水の底から戻った二人は、クレセンテと共に屋敷の城壁に上っていた。周辺に見える湖の水面は凪いでおり、湿気のある風が三人を包み込むように吹いている。遠くには洋上巡航列車の車列が見え、何処かへと向かって走っている。
「あの街は、これからどうなるのでしょうか?長くは、もたないでしょう?」
現地から戻るまでは口にすることを避けていたが、マシロはふと、それを問うた。クレセンテは遠く水面を見据えながら、ふっと微笑むと、一つ頷いた。
「そうですなぁ…。レヴィアのルナミス循環が尽きた時、リヴァイア本体の力も、あの都市の命脈も、共に尽きるでしょう。ですが、それでよいのです。完全に役目を終えたものは、眠らせてあげなければ…」
「ではー、このお城はどうされるのですかー?」
しんみりと語るクレセンテに、特に何も勘案することのない調子でホオジロが問う。無邪気かつ屈託なく問うので、ある意味で質の悪いものだが、誰もそれを気にすることはなかった。
クレセンテは悪戯っぽく笑う。
「ははは、いっそ閉鎖してみても面白いかも知れませんな。まあ、それは冗談ですが。この城は残しますよ。その為に尽力してくださった方々や、彼ら、ムーライズとその家族が、この場所で楽しく暮らしていた想い出は、残したいですから」
「そうですね。私もそれがいいと思います」
マシロとクレセンテが明るく笑い合う。
「でも、研究者とかは泣きそうですねー。資料が失われるのでー」
そこにホオジロが冗談めかして言葉を掛けるも、マシロは何も問題ないだろうと前置きしたうえで、一言。

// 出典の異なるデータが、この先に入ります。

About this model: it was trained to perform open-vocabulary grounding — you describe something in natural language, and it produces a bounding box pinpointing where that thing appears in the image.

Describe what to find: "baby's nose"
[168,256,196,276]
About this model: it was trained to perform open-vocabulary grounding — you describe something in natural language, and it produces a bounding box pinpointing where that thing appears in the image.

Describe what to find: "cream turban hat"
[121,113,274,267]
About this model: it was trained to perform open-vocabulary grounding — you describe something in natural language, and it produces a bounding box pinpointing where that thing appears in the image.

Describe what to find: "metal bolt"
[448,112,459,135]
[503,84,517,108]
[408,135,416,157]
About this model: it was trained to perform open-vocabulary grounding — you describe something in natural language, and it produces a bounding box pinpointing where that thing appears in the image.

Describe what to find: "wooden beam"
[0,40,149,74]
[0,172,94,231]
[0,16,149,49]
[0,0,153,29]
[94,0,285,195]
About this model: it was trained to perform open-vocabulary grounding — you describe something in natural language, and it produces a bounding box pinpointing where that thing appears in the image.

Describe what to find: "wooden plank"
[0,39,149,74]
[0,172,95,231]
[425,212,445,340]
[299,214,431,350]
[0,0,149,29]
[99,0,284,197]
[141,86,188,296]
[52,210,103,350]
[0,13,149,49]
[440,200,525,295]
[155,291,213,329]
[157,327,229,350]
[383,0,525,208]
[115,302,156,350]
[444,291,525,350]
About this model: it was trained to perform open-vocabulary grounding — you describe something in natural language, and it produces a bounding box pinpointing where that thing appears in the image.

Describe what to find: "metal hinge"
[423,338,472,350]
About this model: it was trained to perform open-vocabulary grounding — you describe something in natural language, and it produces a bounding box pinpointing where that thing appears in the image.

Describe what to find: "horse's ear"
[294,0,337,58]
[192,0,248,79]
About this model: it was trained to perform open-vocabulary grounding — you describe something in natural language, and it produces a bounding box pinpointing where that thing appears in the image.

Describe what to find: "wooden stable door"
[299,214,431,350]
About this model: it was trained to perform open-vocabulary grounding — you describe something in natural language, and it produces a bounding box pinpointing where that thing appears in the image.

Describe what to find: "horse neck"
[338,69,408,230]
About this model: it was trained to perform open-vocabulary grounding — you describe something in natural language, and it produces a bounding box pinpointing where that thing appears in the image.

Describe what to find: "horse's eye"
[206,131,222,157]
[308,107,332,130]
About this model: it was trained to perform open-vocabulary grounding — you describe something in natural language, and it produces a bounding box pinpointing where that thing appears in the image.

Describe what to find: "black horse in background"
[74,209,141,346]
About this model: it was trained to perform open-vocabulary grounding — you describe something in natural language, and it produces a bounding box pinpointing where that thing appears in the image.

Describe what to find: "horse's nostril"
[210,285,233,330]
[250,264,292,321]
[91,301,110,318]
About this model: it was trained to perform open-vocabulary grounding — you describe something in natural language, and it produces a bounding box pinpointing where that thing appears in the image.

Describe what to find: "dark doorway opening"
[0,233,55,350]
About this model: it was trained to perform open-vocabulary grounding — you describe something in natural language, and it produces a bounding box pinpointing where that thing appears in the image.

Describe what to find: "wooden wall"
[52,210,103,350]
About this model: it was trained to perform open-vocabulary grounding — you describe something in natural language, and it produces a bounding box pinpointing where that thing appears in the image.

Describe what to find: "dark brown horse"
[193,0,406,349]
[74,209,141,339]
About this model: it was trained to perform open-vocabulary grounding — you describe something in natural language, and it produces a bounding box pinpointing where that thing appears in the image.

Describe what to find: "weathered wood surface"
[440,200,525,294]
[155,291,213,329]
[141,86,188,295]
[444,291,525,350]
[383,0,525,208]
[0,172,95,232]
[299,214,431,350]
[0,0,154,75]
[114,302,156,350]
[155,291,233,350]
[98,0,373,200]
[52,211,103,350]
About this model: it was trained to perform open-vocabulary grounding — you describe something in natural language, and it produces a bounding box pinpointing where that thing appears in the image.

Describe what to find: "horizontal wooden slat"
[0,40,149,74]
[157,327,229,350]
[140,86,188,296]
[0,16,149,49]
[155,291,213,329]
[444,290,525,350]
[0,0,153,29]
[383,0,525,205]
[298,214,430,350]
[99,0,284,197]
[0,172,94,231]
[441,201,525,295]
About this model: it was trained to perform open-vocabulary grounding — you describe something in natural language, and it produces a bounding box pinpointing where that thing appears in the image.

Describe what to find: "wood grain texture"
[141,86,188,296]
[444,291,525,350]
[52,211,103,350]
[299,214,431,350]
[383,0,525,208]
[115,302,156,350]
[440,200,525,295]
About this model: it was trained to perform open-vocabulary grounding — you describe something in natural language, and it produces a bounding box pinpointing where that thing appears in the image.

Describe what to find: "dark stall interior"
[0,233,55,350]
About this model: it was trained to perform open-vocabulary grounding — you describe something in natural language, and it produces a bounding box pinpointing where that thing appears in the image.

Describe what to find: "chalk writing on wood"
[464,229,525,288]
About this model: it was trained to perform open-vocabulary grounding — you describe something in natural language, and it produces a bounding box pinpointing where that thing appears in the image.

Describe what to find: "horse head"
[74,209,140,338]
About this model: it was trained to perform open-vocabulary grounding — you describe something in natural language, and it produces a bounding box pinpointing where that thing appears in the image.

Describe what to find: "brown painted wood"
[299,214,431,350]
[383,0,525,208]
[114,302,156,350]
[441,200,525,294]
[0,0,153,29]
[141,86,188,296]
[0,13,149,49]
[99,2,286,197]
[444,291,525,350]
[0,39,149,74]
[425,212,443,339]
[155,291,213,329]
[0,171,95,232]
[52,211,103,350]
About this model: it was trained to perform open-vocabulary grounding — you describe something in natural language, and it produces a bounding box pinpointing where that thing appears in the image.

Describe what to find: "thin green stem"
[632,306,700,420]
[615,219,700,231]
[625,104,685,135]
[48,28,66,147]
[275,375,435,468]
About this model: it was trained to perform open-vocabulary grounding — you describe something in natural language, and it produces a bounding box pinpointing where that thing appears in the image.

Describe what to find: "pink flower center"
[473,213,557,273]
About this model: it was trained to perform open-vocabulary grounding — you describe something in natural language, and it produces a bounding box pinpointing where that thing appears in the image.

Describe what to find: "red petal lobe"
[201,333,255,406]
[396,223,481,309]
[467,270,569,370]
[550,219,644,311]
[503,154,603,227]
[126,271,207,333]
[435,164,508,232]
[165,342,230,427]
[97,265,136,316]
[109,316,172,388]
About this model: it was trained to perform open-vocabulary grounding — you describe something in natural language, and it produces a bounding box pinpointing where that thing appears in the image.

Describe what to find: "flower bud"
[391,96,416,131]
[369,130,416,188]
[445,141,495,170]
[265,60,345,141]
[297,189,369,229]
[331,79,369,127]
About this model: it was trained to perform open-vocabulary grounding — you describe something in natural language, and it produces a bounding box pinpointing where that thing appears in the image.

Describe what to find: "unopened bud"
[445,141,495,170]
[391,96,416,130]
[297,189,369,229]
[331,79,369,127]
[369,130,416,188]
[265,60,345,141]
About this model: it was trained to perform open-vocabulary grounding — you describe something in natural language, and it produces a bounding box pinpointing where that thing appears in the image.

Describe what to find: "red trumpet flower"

「泣かないでしょ。だってある事さえ知らないんだから」
そう言って、大きく笑い、庭の方を見やった。
下方の庭では観光客たちが行き交い、互いに楽しく感想を口にしながら通り過ぎていく。この場所は、むしろこうあるべきなのかもしれないと、マシロはその様子を早速、カメラに収めるのだった。
「湖の月は青色に映える」はこれで終わりとなります。ここまでお読みいただき、有難う御座いました。